大抵の人間は、自分たちの仲間ではないと判断した相手に、とことん冷たいという事実を、この時の私はまだわかっていなかったのだ。
高校の入学式が終わり、私たちはそれぞれ自分のクラスに向かった。まだ新しい制服にも慣れない中、私は教室内を見回してみるけど、やっぱり同じ中学の人はいないようだ。
当然のことながら、男子は男子で、女子は女子でグループを作りつつあった。私も気の合いそうな女子と少し話してみようかと席を立とうとした。
「あ、ちょっと君。少しいいかな?」
だけどそんな私に声をかけてきたのは、意外にも男子だった。私より二十センチくらい背が高く、短髪で爽やかな印象のその男子は、にこやかに笑ってきた。
「な、なんですか……?」
一方の私は、これまで男子に話しかけられた経験が少なかったので、見事なまでに戸惑ってしまった。

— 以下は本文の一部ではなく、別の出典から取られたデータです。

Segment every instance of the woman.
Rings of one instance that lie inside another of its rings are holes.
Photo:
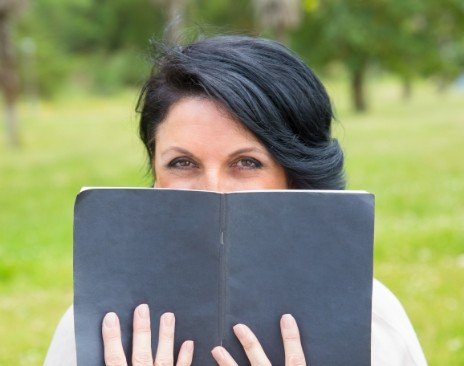
[[[140,136],[155,187],[211,191],[344,189],[343,153],[331,137],[332,108],[313,72],[290,50],[265,39],[215,37],[165,49],[139,101]],[[61,320],[45,365],[75,365],[72,309]],[[426,365],[401,304],[374,280],[372,365]],[[149,308],[134,312],[134,365],[173,365],[175,317],[162,315],[153,359]],[[298,326],[281,319],[286,365],[305,365]],[[252,365],[270,364],[244,324],[234,327]],[[103,320],[108,366],[125,365],[117,315]],[[177,365],[190,365],[192,340]],[[310,352],[310,351],[309,351]],[[236,365],[223,347],[219,365]]]

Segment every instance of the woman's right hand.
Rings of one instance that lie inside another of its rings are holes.
[[[133,322],[132,365],[153,366],[148,305],[142,304],[135,309]],[[173,313],[161,315],[155,366],[174,365],[174,327],[175,317]],[[115,313],[106,314],[103,319],[102,334],[106,366],[127,366],[121,342],[121,327]],[[190,366],[192,358],[193,341],[185,341],[180,348],[176,366]]]

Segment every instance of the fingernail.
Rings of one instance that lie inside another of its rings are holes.
[[[245,337],[246,331],[245,326],[243,324],[237,324],[234,326],[234,332],[239,338]]]
[[[174,314],[173,313],[164,313],[163,314],[163,324],[171,326],[174,324]]]
[[[193,341],[186,341],[185,342],[185,349],[189,352],[193,351]]]
[[[117,318],[116,318],[116,314],[115,313],[108,313],[105,315],[105,319],[104,319],[104,324],[105,324],[105,327],[107,328],[113,328],[116,326],[116,321],[117,321]]]
[[[295,319],[290,314],[284,314],[282,316],[282,325],[286,329],[291,328],[295,325]]]
[[[138,309],[137,309],[140,317],[142,319],[148,319],[149,318],[149,310],[148,310],[148,305],[147,304],[142,304],[142,305],[139,305]]]

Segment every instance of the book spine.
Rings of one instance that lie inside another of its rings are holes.
[[[218,319],[218,335],[219,343],[223,345],[225,312],[226,312],[226,274],[227,274],[227,251],[226,251],[226,223],[227,223],[227,196],[221,195],[220,203],[220,233],[219,233],[219,319]]]

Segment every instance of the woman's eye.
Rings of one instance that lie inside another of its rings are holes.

「ああ、ごめんごめん。脅かすつもりはなかったんだ。僕は瀧秀輝。よろしくね」
「は、はい……私は扇綾香です……」
瀧秀輝と名乗った男子は、笑顔を崩さずに話を続ける。
「それでさ、僕はサッカー部に入ろうと思ってて、入学前に挨拶にも行ったんだけどさ、どうやらそのサッカー部がマネージャーを探してるらしいんだよね」
「はあ……」
「でね、もし良かったらなんだけど、扇さんにそのマネージャーをやってもらえないかと思ってるんだよ」
「え……?」
私が、サッカー部のマネージャー?
私は中学では文芸部に入っていたけれど、高校で何か部活に入ろうとは思っていなかった。もし入るとしても、文化系の部活にしようと考えていたし、ましてやサッカー部のマネージャーになろうとなんて考えはなかった。
「で、どうかな? やってみる気ある?」
「いやその……なんで私が……?」
そう、瀧くんはなんで私に声をかけたんだろう。それが最大の疑問だった。
自分で言うのもおかしいかもしれないけど、私は所謂「明るい女の子」とは程遠い存在だ。やたら重たい黒髪を顔を隠すように伸ばし、教室の隅っこで本ばかり読んでいる。なぜなら私は、自分に自信がないからだ。自分のことをあまり好きではないからだ。だから髪を伸ばしている。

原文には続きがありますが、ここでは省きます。